Among the proposed changes were: altering the definition of affordable housing to encompass starter homes; allowing neighbourhood plans to allocate small green belt sites for the development of starter homes; and enabling the redevelopment of brownfield sites in the green belt where proposed schemes contribute to the delivery of starter homes.

The then housing and planning minister Brandon Lewis said in March that the proposed changes were likely to be introduced "over the course of the summer".  However, following a written question last week, Lewis's successor Gavin Barwell said the government now expected to publish its response to the consultation "in the autumn".

Barwell said a response to an April report from the Communities and Local Government Committee should also be expected in the autumn.

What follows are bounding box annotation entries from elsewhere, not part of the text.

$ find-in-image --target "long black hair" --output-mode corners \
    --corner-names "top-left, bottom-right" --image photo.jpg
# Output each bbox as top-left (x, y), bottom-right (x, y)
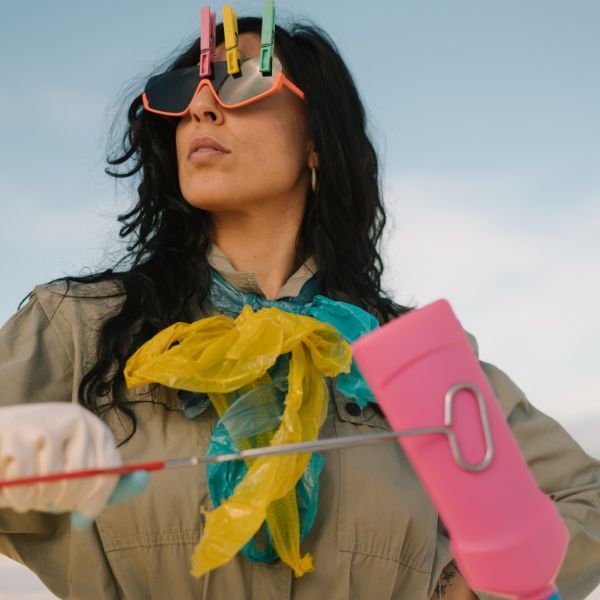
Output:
top-left (48, 17), bottom-right (410, 439)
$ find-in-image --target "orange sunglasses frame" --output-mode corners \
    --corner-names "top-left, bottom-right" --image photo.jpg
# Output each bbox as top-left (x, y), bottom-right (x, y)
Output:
top-left (142, 61), bottom-right (306, 117)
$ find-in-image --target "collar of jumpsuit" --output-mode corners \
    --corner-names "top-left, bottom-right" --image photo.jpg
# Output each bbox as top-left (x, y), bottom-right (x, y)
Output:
top-left (206, 243), bottom-right (317, 300)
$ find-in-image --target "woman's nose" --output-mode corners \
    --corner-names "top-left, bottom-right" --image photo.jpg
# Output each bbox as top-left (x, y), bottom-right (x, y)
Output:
top-left (190, 85), bottom-right (223, 123)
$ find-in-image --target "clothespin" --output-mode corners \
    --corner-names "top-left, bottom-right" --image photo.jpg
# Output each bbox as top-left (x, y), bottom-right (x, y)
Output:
top-left (223, 4), bottom-right (240, 75)
top-left (200, 4), bottom-right (217, 77)
top-left (260, 0), bottom-right (275, 75)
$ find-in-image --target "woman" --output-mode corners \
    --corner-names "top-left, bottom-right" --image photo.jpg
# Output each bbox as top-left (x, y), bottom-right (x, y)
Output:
top-left (0, 18), bottom-right (600, 600)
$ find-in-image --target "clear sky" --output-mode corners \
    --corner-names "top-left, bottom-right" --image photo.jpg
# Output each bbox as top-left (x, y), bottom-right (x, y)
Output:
top-left (0, 0), bottom-right (600, 597)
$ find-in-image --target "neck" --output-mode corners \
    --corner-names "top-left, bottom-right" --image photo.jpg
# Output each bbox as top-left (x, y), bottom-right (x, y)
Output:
top-left (211, 196), bottom-right (304, 300)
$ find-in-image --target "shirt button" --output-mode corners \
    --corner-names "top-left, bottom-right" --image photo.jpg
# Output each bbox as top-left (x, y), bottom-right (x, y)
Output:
top-left (346, 402), bottom-right (362, 417)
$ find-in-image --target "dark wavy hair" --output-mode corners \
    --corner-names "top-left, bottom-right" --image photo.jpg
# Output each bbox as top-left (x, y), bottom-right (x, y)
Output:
top-left (48, 17), bottom-right (410, 443)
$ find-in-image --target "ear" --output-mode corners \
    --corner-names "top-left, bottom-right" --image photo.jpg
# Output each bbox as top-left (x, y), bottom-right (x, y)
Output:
top-left (307, 140), bottom-right (319, 169)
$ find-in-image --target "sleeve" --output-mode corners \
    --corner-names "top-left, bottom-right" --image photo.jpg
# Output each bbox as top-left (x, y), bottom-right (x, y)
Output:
top-left (0, 293), bottom-right (76, 544)
top-left (478, 362), bottom-right (600, 600)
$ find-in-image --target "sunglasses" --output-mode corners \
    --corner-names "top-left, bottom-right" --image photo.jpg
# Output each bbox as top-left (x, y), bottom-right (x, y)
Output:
top-left (142, 57), bottom-right (305, 117)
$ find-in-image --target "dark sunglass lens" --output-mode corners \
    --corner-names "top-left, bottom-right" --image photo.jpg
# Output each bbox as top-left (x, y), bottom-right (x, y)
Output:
top-left (145, 66), bottom-right (200, 113)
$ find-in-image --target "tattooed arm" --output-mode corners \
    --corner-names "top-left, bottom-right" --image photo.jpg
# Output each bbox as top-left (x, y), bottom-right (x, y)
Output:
top-left (430, 562), bottom-right (477, 600)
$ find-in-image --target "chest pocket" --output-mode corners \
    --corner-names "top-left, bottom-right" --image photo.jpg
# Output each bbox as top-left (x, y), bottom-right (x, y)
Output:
top-left (330, 379), bottom-right (437, 573)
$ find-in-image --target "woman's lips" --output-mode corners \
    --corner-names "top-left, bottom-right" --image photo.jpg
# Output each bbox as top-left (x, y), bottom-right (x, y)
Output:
top-left (190, 148), bottom-right (229, 164)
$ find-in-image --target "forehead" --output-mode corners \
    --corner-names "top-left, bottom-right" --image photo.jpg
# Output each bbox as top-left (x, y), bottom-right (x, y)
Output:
top-left (215, 33), bottom-right (260, 60)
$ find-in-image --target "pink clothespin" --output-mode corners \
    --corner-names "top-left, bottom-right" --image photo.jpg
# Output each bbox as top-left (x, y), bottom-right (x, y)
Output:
top-left (199, 4), bottom-right (217, 77)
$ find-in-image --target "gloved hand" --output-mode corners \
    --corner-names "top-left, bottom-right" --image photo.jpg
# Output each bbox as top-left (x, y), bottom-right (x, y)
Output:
top-left (0, 402), bottom-right (149, 528)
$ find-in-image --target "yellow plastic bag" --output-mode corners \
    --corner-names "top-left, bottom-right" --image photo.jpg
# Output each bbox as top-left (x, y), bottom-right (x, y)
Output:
top-left (125, 306), bottom-right (352, 577)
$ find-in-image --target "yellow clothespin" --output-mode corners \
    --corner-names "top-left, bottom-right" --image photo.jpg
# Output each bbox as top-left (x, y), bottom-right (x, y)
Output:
top-left (223, 4), bottom-right (241, 75)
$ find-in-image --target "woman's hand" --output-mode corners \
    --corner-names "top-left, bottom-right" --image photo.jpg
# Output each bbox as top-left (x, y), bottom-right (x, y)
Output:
top-left (430, 562), bottom-right (477, 600)
top-left (0, 402), bottom-right (147, 526)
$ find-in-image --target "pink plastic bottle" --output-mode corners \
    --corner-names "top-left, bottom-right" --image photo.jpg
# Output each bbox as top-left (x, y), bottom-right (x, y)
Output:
top-left (352, 300), bottom-right (569, 600)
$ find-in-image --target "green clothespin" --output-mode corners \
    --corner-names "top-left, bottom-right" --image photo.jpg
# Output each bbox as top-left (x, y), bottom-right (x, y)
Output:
top-left (260, 0), bottom-right (275, 75)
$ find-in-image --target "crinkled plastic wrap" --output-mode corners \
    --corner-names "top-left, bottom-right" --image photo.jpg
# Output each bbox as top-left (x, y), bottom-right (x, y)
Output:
top-left (125, 306), bottom-right (352, 577)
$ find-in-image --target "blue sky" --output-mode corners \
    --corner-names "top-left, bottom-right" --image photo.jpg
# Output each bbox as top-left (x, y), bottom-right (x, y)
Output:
top-left (0, 0), bottom-right (600, 598)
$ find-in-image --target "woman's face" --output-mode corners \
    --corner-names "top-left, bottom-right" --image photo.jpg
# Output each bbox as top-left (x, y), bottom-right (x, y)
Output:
top-left (176, 33), bottom-right (312, 212)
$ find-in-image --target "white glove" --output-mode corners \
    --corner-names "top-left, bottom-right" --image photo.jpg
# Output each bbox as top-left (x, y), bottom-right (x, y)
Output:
top-left (0, 402), bottom-right (122, 518)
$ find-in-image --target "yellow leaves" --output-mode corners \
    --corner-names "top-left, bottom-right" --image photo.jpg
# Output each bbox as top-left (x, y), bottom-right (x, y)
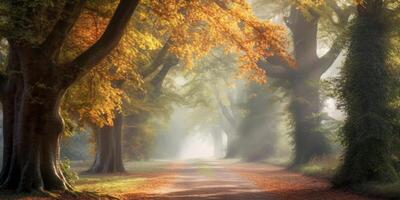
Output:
top-left (151, 0), bottom-right (294, 82)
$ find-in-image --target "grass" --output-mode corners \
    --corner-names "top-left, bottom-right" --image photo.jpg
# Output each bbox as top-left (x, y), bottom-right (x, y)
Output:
top-left (71, 161), bottom-right (173, 196)
top-left (294, 156), bottom-right (339, 179)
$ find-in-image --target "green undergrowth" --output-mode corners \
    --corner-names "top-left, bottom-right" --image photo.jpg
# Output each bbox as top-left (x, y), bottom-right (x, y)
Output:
top-left (284, 157), bottom-right (400, 200)
top-left (293, 156), bottom-right (339, 179)
top-left (354, 181), bottom-right (400, 200)
top-left (71, 161), bottom-right (168, 196)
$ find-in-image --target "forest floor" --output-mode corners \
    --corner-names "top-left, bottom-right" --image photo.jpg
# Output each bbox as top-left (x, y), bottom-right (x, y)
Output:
top-left (0, 160), bottom-right (380, 200)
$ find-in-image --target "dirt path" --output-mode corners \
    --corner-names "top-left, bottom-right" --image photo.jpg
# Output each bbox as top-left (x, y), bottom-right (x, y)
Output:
top-left (133, 161), bottom-right (374, 200)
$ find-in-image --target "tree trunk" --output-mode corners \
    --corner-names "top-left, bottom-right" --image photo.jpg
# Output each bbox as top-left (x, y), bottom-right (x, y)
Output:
top-left (88, 113), bottom-right (125, 173)
top-left (0, 46), bottom-right (71, 192)
top-left (334, 0), bottom-right (399, 186)
top-left (0, 0), bottom-right (139, 192)
top-left (289, 77), bottom-right (330, 165)
top-left (211, 127), bottom-right (224, 159)
top-left (225, 134), bottom-right (238, 158)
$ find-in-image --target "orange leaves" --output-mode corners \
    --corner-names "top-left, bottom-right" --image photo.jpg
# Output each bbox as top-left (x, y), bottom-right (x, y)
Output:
top-left (151, 0), bottom-right (293, 82)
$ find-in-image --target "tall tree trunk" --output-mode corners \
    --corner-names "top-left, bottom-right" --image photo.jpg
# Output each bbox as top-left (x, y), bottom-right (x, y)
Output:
top-left (260, 5), bottom-right (349, 165)
top-left (225, 133), bottom-right (239, 158)
top-left (88, 113), bottom-right (125, 173)
top-left (289, 77), bottom-right (330, 165)
top-left (0, 0), bottom-right (139, 192)
top-left (334, 0), bottom-right (399, 186)
top-left (0, 46), bottom-right (71, 192)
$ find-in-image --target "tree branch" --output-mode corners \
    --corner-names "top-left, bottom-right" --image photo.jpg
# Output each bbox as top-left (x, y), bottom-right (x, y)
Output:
top-left (327, 0), bottom-right (355, 24)
top-left (140, 40), bottom-right (171, 78)
top-left (214, 88), bottom-right (236, 127)
top-left (314, 35), bottom-right (345, 75)
top-left (62, 0), bottom-right (140, 86)
top-left (42, 0), bottom-right (86, 60)
top-left (257, 60), bottom-right (291, 79)
top-left (150, 56), bottom-right (179, 96)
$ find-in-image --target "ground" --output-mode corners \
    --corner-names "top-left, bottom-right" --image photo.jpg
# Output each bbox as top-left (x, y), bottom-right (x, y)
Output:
top-left (0, 160), bottom-right (380, 200)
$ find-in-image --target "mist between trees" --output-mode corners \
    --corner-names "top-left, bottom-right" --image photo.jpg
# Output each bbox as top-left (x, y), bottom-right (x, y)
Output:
top-left (0, 0), bottom-right (400, 197)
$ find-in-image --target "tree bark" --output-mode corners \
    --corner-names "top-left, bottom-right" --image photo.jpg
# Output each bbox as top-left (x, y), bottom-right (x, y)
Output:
top-left (289, 77), bottom-right (330, 165)
top-left (211, 127), bottom-right (224, 159)
top-left (333, 0), bottom-right (399, 186)
top-left (0, 0), bottom-right (138, 192)
top-left (88, 113), bottom-right (125, 173)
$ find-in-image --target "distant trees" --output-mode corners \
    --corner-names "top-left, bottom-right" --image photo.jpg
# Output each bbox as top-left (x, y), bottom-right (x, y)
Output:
top-left (334, 0), bottom-right (399, 186)
top-left (259, 1), bottom-right (352, 165)
top-left (238, 83), bottom-right (282, 161)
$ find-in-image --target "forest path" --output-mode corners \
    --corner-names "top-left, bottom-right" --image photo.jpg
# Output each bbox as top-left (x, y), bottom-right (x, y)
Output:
top-left (145, 161), bottom-right (273, 200)
top-left (135, 161), bottom-right (378, 200)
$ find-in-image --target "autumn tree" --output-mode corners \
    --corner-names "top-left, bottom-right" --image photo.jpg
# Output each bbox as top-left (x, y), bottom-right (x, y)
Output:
top-left (255, 0), bottom-right (352, 165)
top-left (0, 0), bottom-right (139, 192)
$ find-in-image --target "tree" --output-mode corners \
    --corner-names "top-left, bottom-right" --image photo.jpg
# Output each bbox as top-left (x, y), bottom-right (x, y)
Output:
top-left (0, 0), bottom-right (139, 192)
top-left (334, 0), bottom-right (398, 186)
top-left (255, 1), bottom-right (352, 165)
top-left (238, 83), bottom-right (281, 161)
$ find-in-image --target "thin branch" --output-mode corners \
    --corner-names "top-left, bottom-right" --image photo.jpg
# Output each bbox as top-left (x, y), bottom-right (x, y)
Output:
top-left (257, 60), bottom-right (291, 79)
top-left (140, 40), bottom-right (171, 78)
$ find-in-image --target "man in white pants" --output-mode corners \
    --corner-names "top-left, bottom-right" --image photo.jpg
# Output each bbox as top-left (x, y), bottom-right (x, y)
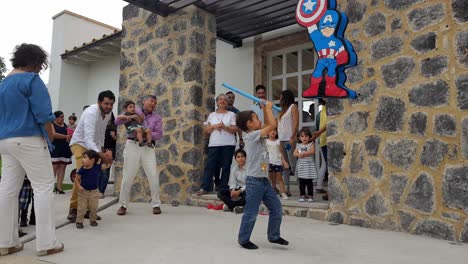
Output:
top-left (67, 90), bottom-right (115, 222)
top-left (115, 95), bottom-right (162, 215)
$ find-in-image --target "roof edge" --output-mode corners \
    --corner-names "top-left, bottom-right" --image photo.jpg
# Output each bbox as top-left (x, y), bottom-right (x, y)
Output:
top-left (52, 9), bottom-right (120, 30)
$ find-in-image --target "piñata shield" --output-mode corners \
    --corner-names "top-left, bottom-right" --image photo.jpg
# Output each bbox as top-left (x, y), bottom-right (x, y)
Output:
top-left (296, 0), bottom-right (327, 27)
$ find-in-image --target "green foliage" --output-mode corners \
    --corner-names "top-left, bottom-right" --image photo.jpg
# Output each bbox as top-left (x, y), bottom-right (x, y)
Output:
top-left (0, 57), bottom-right (6, 82)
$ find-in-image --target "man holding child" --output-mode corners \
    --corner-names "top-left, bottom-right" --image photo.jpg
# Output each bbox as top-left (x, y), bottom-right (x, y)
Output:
top-left (115, 95), bottom-right (162, 215)
top-left (67, 90), bottom-right (115, 222)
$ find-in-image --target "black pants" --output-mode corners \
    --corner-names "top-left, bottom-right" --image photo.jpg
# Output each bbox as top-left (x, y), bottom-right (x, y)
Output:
top-left (299, 178), bottom-right (314, 197)
top-left (218, 189), bottom-right (245, 210)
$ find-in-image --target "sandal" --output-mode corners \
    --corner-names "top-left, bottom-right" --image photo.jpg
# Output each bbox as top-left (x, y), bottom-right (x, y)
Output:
top-left (197, 189), bottom-right (208, 195)
top-left (0, 243), bottom-right (23, 256)
top-left (37, 243), bottom-right (65, 257)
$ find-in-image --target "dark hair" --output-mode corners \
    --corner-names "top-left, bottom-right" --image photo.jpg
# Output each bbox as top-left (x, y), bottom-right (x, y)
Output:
top-left (54, 111), bottom-right (63, 118)
top-left (10, 43), bottom-right (49, 70)
top-left (83, 149), bottom-right (99, 165)
top-left (279, 90), bottom-right (294, 118)
top-left (98, 90), bottom-right (115, 102)
top-left (68, 113), bottom-right (76, 122)
top-left (123, 101), bottom-right (135, 109)
top-left (236, 110), bottom-right (255, 132)
top-left (255, 84), bottom-right (266, 92)
top-left (234, 149), bottom-right (247, 157)
top-left (280, 90), bottom-right (294, 108)
top-left (141, 94), bottom-right (158, 104)
top-left (297, 127), bottom-right (312, 137)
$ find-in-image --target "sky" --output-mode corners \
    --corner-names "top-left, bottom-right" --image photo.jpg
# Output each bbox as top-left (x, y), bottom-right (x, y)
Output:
top-left (0, 0), bottom-right (128, 83)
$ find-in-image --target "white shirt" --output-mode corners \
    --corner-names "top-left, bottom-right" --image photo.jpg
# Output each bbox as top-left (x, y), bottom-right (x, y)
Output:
top-left (206, 111), bottom-right (236, 147)
top-left (278, 104), bottom-right (294, 141)
top-left (229, 164), bottom-right (247, 191)
top-left (265, 139), bottom-right (283, 165)
top-left (70, 104), bottom-right (111, 152)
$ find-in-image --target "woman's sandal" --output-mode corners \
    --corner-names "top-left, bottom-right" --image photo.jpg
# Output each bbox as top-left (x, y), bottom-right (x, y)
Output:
top-left (0, 243), bottom-right (23, 256)
top-left (37, 243), bottom-right (65, 257)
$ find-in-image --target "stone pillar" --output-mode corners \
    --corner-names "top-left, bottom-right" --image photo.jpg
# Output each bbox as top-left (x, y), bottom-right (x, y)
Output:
top-left (115, 5), bottom-right (216, 204)
top-left (327, 0), bottom-right (468, 242)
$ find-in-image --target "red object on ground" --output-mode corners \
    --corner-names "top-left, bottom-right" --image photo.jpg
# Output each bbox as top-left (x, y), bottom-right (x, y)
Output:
top-left (206, 204), bottom-right (223, 210)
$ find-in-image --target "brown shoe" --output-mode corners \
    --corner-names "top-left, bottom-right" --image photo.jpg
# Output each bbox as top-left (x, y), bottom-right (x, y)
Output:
top-left (85, 211), bottom-right (102, 221)
top-left (153, 207), bottom-right (161, 214)
top-left (0, 243), bottom-right (23, 256)
top-left (37, 243), bottom-right (65, 257)
top-left (117, 206), bottom-right (127, 215)
top-left (67, 208), bottom-right (78, 223)
top-left (197, 189), bottom-right (208, 196)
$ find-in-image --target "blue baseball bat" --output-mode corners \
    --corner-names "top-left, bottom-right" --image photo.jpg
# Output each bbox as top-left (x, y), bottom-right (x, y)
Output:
top-left (221, 83), bottom-right (281, 112)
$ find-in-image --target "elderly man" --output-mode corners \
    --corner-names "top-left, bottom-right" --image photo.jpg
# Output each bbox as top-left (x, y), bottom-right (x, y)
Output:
top-left (226, 91), bottom-right (240, 114)
top-left (249, 84), bottom-right (278, 124)
top-left (115, 95), bottom-right (162, 215)
top-left (67, 90), bottom-right (115, 222)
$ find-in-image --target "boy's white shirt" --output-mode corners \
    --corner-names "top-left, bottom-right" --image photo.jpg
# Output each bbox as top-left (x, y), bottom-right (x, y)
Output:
top-left (229, 164), bottom-right (247, 191)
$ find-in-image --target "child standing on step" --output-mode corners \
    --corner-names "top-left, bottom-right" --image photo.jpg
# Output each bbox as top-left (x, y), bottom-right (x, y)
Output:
top-left (266, 129), bottom-right (289, 200)
top-left (75, 150), bottom-right (112, 229)
top-left (236, 100), bottom-right (289, 249)
top-left (294, 128), bottom-right (317, 202)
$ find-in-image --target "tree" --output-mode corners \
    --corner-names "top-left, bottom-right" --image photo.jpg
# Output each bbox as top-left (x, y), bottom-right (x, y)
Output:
top-left (0, 57), bottom-right (6, 82)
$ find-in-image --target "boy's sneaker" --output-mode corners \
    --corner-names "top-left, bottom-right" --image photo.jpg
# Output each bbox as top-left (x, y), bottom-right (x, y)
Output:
top-left (234, 206), bottom-right (244, 214)
top-left (269, 237), bottom-right (289, 246)
top-left (315, 189), bottom-right (327, 193)
top-left (223, 204), bottom-right (231, 212)
top-left (239, 241), bottom-right (258, 249)
top-left (273, 187), bottom-right (279, 194)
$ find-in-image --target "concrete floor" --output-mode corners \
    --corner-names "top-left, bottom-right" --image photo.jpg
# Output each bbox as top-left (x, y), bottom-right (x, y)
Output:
top-left (0, 200), bottom-right (468, 264)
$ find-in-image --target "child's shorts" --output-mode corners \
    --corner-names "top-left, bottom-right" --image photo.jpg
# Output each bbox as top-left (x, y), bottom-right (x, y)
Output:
top-left (268, 163), bottom-right (283, 172)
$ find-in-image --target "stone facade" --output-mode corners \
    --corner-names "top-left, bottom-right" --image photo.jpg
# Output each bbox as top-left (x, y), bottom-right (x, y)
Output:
top-left (328, 0), bottom-right (468, 242)
top-left (115, 5), bottom-right (216, 204)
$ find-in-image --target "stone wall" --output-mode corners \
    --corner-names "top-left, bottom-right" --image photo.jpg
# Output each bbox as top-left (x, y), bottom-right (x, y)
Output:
top-left (328, 0), bottom-right (468, 242)
top-left (115, 5), bottom-right (216, 203)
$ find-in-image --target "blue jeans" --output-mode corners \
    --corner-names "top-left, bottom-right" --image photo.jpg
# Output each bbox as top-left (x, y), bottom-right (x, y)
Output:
top-left (238, 176), bottom-right (283, 244)
top-left (99, 168), bottom-right (110, 193)
top-left (201, 146), bottom-right (235, 192)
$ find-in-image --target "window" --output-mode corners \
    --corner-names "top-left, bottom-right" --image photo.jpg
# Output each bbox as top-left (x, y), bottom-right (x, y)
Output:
top-left (267, 44), bottom-right (318, 131)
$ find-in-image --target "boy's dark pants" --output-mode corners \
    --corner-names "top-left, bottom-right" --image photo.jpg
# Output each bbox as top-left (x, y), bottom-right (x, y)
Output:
top-left (299, 178), bottom-right (314, 197)
top-left (76, 189), bottom-right (99, 223)
top-left (238, 176), bottom-right (283, 244)
top-left (218, 189), bottom-right (245, 211)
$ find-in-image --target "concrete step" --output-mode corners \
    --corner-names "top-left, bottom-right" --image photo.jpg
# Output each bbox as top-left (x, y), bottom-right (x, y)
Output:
top-left (190, 193), bottom-right (329, 221)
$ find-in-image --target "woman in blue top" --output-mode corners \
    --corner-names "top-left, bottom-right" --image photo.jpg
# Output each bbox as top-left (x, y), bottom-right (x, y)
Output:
top-left (0, 44), bottom-right (64, 256)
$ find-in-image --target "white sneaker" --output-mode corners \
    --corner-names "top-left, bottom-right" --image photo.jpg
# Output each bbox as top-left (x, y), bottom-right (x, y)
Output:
top-left (234, 206), bottom-right (244, 214)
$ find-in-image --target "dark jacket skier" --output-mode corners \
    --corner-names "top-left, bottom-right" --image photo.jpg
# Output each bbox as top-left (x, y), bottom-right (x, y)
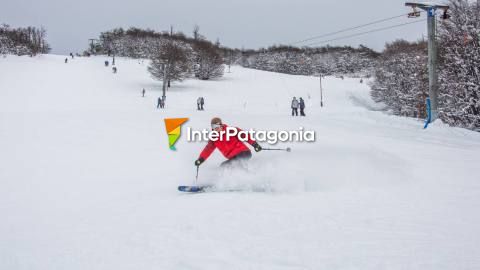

The committee recommended that the government should carry out a "comprehensive review" of the NPPF, noting that there had not been "sufficient robust, objective and evidence-based monitoring, evaluation or review of the NPPF" since it was introduced in 2012.

The committee's report (39-page / 557 KB PDF) recommended a reconsideration of the government's starter homes proposals and clarification on how the brownfield register and permission in principle system would operate. The committee's recommendations also included the introduction of a statutory duty for councils to produce and maintain local plans and further information from the DCLG on how it intended to ensure local plans were delivered by 2017.

Planning expert Melanie Grimshaw of Pinsent Masons, the law firm behind Out-Law.com, said: "Whilst the government may be keen to be seen to press on in the autumn with implementing planning reforms to demonstrate it is "business as usual", we should expect some slowing of pace in reform following the parliamentary recess. "

"Brexit, and the resultant change in government administration, has had something of a distraction delay to DCLG bringing forward key planning changes," said Grimshaw. "Parliamentary and civil service focus is inevitably on the implications of Brexit. "

"For any residential developers who wish to push through planning applications without the need to comply with the starter homes requirement in the Housing and Planning Act 2016, there is now an extended period to do so since secondary legislation dealing with many of the Act's provisions (including those relating to starter homes) is yet to be made," she said.